3-D seismic interpretation of glacigenic sediments from the south-western Barents Sea
Rafaelsen, B.1, Andreassen, K.1, Kuilman, L.W.2, Midtbø, M.1, Lebesbye, E.1 & Hogstad, K3.
1 Department of Geology, University of Tromsø (Norway)
2 Norsk Hydro ASA, Oslo (Norway)
3 Norsk Hydro ASA, Harstad (Norway)
In the south-western Barents Sea several types of sub- and pro-glacial features are inferred from 3D-seismic data within the glacigenic sediments that overly the consolidated bedrock. The close spacing of 3-D lines and the powerful computer work station interpretation techniques have allowed a detailed 3-D mapping of the observed features.
Several generations of glacial grooves observed on four different paleo surfaces are interpreted to reflect flow patterns of paleo glaciers. The grooves are 3 to 9 m deep, 20 to 180 m wide, and 0.78 to 20 km long. All four surfaces show a main lineation pattern of grooves trending N-S, suggesting that the dominant ice flow was moving north across the Barents shelf at least four times during the last 0.8 Ma.
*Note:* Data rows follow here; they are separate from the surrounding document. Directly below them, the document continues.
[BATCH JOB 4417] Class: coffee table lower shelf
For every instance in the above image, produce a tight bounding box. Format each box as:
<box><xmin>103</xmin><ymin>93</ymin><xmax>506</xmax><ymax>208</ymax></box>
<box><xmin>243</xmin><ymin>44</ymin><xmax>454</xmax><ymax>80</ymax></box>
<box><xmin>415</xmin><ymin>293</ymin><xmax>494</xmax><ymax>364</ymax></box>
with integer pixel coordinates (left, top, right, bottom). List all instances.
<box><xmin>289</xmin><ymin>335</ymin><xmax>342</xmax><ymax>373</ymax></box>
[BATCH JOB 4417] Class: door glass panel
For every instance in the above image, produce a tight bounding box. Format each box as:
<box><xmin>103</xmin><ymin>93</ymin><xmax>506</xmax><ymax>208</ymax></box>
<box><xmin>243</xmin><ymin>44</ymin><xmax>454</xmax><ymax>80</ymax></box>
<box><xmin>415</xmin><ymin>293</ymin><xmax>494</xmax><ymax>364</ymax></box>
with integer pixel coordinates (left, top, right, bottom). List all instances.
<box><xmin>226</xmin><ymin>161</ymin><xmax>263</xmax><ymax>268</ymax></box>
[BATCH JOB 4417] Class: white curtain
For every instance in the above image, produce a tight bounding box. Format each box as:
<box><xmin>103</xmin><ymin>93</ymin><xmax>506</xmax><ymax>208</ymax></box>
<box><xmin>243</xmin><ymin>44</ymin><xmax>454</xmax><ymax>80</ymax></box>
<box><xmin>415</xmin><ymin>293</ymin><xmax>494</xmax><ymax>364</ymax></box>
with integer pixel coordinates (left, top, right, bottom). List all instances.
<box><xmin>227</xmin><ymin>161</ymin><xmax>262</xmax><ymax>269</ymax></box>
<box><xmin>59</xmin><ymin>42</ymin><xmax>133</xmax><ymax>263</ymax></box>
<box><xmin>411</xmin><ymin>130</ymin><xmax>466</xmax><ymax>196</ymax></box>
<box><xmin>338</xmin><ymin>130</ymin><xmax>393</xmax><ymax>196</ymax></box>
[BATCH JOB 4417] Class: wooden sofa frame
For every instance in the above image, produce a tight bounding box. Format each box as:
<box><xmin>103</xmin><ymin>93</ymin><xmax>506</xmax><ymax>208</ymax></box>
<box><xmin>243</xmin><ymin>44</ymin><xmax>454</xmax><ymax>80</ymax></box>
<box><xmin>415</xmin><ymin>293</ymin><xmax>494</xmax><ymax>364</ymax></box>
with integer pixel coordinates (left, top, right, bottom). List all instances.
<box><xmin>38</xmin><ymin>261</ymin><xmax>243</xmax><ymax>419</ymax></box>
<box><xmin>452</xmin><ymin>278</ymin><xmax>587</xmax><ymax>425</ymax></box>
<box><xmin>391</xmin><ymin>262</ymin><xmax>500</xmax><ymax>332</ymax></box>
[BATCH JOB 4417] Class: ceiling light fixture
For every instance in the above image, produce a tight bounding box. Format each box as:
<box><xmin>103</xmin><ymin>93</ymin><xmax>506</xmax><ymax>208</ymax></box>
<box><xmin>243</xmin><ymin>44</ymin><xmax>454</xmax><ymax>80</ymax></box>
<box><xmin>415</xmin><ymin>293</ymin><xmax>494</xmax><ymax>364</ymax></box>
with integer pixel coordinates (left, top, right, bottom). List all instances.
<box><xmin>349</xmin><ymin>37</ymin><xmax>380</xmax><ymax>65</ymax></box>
Imbricated thrust sheets involving the whole section of up to 120 m of glacigenic sediments are interpreted to be formed by thrusting of sediments in front of a glacier. The most extensive of these features suggest an ice-movement from east to west, and are probably formed during the last glacial maximum. Other less extensive imbrication structures, which seem to suggest an ice-direction towards the east, are probably formed during a later deglaciation phase.
A lobate-shaped ridge complex on the sea floor, interpreted to be an end-/push- moraine, suggests that the last ice movement locally was from west to east. Whereas the morphology of the buried seismic horizons is characterised by different generations of sub-parallel grooves, the sea floor is dominated by more variably oriented iceberg plough marks from the deglaciation phase of the last Barents Sea ice sheet.
Despite relatively low seismic frequencies and hence low vertical resolution of seismic profiles, time slices and sub-horizontal time maps are of high spatial resolution, providing detailed images of different stages of buried Quaternary glacial geomorphology.